Something is amiss at the Ministry of Foreign Affairs. The ending of the career of the most senior career diplomat in the country, the dissolution of the position of Director-General and the appointment of another diplomat as a Permanent Secretary amounts to a case where things have gone haywire.
The excuse provided by a senior government official for this travesty was the need for greater “synergy” between the official removed and the Minister. This is another way of saying that friction in interpersonal relations is responsible for the dramatic changes in the country’s Foreign Ministry.
The need for synergy is a poor excuse for treating Guyana’s most senior diplomat in such a shabby manner. A senior diplomat should not have had to face the indignity on a non-contract renewable because of problems of synergy.
A lack of synergy can be helpful. Friction between officials in a government is not bad. Public officials have to learn to manage such friction because it is now part of the culture of all workplaces.
The most absurd development of all was the dissolution of the post of Director-General and the appointment of a Permanent Secretary. The Foreign Ministry needs both posts. It needs a Permanent Secretary to administer the Foreign Ministry and its many missions around the world.
And it needs a Director General to assume responsibility for the diplomacy. There is a division of labour between the two appointments; they are not interchangeable.
Permanent Secretaries should be drawn from within the general public service. The government should have identified a senior public servant with financial administrative experience and appointed that person as a Permanent Secretary in the Foreign Ministry. You should not have had to ask an ambassador, with training in diplomacy, to assume the role of administering the Foreign Ministry.
The Foreign Ministry needs a Director General. You cannot have bevy of diplomats around the world and no central person to whom to whom they are responsible. This is a colossal mistake.
Another of the absurdities is the statement from the Foreign Ministry that the tenure of an Ambassador is usually three to five years but that for various reasons some persons have been overseas for more than twenty years.
In both the PNC and the PPP government, there were persons who were given overseas postings for long periods, and for good reason. You do not overnight acquire the contacts and the rapport with your foreign counterparts.
As such, for some diplomatic postings, it is more desirable to have someone who have been a fixture and who is known by his foreign counterparts. This three to five-year rule has hardly existed.
In fact, if you examine the names of most of the persons who are likely to be replaced, you will find that they have been in their posts for only a few years.
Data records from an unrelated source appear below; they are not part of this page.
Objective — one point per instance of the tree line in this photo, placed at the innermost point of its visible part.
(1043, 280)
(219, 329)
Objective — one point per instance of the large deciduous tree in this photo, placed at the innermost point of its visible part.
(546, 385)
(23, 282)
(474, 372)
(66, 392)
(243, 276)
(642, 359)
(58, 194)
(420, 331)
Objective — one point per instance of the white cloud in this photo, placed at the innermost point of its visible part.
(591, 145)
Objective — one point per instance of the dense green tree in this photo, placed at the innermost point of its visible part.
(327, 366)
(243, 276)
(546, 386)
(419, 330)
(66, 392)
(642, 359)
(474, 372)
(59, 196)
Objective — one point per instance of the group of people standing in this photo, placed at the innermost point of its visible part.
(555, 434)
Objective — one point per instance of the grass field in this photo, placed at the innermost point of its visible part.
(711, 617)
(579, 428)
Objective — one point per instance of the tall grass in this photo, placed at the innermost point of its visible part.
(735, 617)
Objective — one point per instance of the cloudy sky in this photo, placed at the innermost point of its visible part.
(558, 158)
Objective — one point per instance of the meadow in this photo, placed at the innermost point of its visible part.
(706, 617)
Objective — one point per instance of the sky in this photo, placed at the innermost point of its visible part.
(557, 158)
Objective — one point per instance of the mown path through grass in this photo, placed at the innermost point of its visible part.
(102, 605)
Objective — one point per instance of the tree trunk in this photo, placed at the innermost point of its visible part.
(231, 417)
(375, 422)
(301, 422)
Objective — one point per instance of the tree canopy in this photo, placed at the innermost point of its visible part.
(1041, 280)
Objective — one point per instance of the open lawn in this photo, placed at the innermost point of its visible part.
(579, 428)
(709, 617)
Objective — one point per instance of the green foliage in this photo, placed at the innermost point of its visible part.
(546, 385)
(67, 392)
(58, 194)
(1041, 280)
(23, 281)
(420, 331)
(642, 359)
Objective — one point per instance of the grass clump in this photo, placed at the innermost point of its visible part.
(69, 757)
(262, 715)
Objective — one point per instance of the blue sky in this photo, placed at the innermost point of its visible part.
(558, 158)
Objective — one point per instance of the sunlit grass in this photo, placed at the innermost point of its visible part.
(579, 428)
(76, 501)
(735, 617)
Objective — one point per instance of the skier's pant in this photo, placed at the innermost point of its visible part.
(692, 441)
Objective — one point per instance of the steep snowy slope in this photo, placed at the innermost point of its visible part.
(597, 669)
Most of them were appointed by the APNU/AFC government a few years ago.
What is the plan of the Foreign Ministry? Is it to bring back all of those diplomats who have been overseas for more than three to five years. This will severely weaken the Foreign Service because the new diplomats appointed a few years ago are likely to be recalled even before they have had time to get their feet wet within the diplomatic service.
And some of the senior diplomats such as those in Brazil and Suriname and China, United States, Canada and the United Nations would have to return home and would have to be replaced by junior diplomats. Guyana cannot afford to have underlings manning those critical Missions
A poor country without the luxury of large budgets to spend on your foreign relations cannot afford to be chopping, changing and rotating its diplomats every three to five years, especially when dealing with certain high profile Missions.
The timing of the proposed reshuffle is perplexing. Elections are a mere three months away. Why have a major reshuffle now? Why not wait for the elections before making changes?
The Foreign Ministry is yet to deny reports in the media that the envoys to Venezuela, Trinidad and Tobago, China, Switzerland and Canada are likely to be replaced. If these reports are true, one would have to question why would anyone want to make such changes at this time given the strategic importance of all of these countries.
All of these envoys, save one, were appointed under the APNU/AFC and their five-year term has not yet expired.